At 15:30 local time (11:30 UTC) on 21 October 2009, a Boeing 707-320 of Azza Transport crashed 1.6 km from the end of runway 30 of Sharjah International Airport. The flight was destined for Khartoum International Airport and had just taken off at the time of the accident. The aircraft was carrying a cargo of air conditioning units, car parts, computers and tools. A piece of the aircraft fell off shortly after it became airborne, which was later identified as a part of a cowling from engine No. 4. The aircraft was totally destroyed in the crash and subsequent fire which killed all six crew on board.

==Investigation==

Sheikh Khalid al-Qassimi stated that the General Civil Aviation Authority (GCAA) of the United Arab Emirates launched an investigation into the crash.

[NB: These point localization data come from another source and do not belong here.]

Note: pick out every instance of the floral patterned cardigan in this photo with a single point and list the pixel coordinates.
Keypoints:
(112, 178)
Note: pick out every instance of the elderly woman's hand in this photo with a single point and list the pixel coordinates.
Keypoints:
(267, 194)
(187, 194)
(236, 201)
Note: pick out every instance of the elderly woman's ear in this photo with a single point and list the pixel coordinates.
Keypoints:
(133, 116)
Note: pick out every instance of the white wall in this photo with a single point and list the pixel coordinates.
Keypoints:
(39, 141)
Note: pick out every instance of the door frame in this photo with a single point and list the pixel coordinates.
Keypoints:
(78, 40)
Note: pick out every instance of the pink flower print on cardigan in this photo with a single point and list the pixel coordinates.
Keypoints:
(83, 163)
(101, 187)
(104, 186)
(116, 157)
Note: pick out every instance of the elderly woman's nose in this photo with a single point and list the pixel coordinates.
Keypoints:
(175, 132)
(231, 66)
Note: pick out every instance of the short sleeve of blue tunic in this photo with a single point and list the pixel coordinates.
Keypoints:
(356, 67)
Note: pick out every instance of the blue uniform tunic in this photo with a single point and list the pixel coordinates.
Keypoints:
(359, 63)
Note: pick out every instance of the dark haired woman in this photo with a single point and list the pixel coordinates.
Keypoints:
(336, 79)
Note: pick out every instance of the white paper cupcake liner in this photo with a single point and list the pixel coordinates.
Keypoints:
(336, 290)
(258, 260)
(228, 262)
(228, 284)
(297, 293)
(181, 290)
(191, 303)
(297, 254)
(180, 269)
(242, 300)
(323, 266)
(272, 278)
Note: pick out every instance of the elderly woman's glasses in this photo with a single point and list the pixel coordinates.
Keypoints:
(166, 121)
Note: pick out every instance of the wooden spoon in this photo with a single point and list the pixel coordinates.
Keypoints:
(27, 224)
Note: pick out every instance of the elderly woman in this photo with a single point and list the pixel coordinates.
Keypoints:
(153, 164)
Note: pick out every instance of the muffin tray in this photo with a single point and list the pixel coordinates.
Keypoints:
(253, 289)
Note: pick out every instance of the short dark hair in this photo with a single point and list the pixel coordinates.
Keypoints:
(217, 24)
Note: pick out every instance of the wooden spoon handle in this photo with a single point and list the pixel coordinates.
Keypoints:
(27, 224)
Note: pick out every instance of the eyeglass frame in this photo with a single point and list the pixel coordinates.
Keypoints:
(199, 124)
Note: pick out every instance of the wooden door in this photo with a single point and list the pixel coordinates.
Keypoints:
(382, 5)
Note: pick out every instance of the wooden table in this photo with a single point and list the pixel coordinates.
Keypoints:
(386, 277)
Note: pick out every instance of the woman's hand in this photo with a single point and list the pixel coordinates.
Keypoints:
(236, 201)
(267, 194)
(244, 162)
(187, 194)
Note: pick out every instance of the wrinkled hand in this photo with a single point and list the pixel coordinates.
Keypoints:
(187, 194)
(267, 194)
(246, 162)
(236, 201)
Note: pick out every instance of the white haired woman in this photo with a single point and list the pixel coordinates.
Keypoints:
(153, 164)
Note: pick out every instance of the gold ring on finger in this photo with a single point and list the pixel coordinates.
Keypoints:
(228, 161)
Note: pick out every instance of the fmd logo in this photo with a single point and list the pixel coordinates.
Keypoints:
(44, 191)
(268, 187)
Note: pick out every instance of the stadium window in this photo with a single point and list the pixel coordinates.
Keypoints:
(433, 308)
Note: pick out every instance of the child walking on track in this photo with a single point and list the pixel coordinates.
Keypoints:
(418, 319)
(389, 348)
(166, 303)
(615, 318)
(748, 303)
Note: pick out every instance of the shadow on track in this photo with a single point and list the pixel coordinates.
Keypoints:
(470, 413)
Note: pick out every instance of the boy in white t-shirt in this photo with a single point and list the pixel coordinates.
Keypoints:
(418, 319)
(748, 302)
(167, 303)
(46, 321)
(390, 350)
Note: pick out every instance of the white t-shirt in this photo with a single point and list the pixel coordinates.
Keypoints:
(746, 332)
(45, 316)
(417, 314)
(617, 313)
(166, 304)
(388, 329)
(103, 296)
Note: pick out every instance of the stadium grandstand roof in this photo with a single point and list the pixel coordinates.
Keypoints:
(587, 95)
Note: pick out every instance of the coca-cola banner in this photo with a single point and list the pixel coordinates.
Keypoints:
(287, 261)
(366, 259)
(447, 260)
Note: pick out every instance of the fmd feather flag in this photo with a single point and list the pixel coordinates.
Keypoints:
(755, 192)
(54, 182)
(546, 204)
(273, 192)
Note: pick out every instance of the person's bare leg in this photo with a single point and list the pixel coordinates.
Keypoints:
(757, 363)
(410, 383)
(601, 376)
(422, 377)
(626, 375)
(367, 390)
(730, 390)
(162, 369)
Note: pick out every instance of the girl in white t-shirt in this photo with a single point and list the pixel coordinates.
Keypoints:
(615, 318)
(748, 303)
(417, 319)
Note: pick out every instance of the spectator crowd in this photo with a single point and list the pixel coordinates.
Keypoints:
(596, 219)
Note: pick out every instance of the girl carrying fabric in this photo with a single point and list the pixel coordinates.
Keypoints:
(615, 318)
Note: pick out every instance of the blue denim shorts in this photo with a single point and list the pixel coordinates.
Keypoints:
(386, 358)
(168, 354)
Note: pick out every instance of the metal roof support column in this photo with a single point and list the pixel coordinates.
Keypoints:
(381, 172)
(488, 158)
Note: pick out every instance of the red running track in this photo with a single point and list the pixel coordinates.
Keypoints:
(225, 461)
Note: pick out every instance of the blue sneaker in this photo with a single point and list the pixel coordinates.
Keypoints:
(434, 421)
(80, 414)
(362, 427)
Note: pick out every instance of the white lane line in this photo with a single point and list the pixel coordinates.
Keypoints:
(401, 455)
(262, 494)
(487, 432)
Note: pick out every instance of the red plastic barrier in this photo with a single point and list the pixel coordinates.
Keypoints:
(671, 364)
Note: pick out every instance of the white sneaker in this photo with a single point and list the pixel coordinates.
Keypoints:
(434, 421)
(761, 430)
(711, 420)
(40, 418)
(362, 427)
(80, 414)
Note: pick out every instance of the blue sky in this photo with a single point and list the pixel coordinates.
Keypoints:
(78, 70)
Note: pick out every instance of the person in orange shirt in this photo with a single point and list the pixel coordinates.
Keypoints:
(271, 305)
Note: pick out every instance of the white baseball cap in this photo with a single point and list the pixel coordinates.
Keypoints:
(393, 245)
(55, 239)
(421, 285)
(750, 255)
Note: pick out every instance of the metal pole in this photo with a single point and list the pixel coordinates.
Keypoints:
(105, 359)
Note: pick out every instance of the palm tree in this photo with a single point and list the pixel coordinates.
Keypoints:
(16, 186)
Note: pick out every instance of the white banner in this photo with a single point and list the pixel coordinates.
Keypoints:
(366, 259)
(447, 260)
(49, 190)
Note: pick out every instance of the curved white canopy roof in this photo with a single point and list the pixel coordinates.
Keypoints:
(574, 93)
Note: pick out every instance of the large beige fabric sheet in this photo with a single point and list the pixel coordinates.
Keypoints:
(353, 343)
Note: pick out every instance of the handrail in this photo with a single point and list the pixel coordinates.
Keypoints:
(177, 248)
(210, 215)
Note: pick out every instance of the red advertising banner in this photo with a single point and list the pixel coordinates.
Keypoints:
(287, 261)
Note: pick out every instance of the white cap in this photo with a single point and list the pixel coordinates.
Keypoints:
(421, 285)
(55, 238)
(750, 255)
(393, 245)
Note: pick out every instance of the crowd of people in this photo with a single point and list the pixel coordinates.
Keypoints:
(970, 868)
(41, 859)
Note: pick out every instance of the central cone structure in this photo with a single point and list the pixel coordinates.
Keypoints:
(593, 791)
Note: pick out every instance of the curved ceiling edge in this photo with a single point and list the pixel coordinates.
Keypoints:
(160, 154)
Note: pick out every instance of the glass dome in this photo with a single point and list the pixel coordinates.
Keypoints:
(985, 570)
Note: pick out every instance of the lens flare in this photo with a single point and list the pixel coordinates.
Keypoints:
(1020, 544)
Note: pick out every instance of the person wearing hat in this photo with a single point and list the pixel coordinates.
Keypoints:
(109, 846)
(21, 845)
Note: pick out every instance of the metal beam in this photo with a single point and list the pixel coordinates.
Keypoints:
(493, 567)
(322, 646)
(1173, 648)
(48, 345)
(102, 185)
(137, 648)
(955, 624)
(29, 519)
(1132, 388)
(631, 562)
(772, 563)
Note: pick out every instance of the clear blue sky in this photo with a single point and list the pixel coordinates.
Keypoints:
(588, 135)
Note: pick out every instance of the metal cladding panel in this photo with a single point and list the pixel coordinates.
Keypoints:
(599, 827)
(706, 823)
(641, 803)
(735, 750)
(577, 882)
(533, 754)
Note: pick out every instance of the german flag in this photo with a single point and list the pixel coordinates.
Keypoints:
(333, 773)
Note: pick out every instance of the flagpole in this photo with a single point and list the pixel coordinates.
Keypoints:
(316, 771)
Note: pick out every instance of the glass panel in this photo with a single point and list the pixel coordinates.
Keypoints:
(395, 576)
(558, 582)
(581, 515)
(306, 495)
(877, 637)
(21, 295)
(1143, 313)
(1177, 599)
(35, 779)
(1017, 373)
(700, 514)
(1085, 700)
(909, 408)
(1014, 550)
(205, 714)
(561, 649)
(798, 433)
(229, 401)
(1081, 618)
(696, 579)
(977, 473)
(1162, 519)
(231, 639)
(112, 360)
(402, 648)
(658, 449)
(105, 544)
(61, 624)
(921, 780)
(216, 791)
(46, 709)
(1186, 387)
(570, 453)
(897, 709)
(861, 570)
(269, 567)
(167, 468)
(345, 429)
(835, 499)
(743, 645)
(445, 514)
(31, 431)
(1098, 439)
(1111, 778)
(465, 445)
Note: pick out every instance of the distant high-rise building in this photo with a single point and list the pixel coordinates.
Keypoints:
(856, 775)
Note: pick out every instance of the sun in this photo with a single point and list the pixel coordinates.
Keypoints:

It is reported that one area of inquiry is the engines. The Cockpit Voice Recorder and Flight Data Recorder were recovered and sent to the United Kingdom for analysis. In February 2010, it was reported that both recorders were not functioning, and no data was recovered from them. In January 2011, the GCAA released an interim report. An engine cowling fell away from the No. 4 engine shortly after takeoff. The final report stated the cause of the accident was the aircraft exceeding the maximum bank angle. This caused a stall and loss of control that was not recoverable. The crew were responding to a perceived power loss of engine No. 4, although their response was inappropriate. The No. 4 engine's core cowls departed from the engine, and this led to the separation of the Engine Pressure Ratio flex line.

==Consequences==
Azza Transport was banned from operating in the United Arab Emirates while the investigation into the accident took place. It ceased operations a few months after the initiation of the investigation.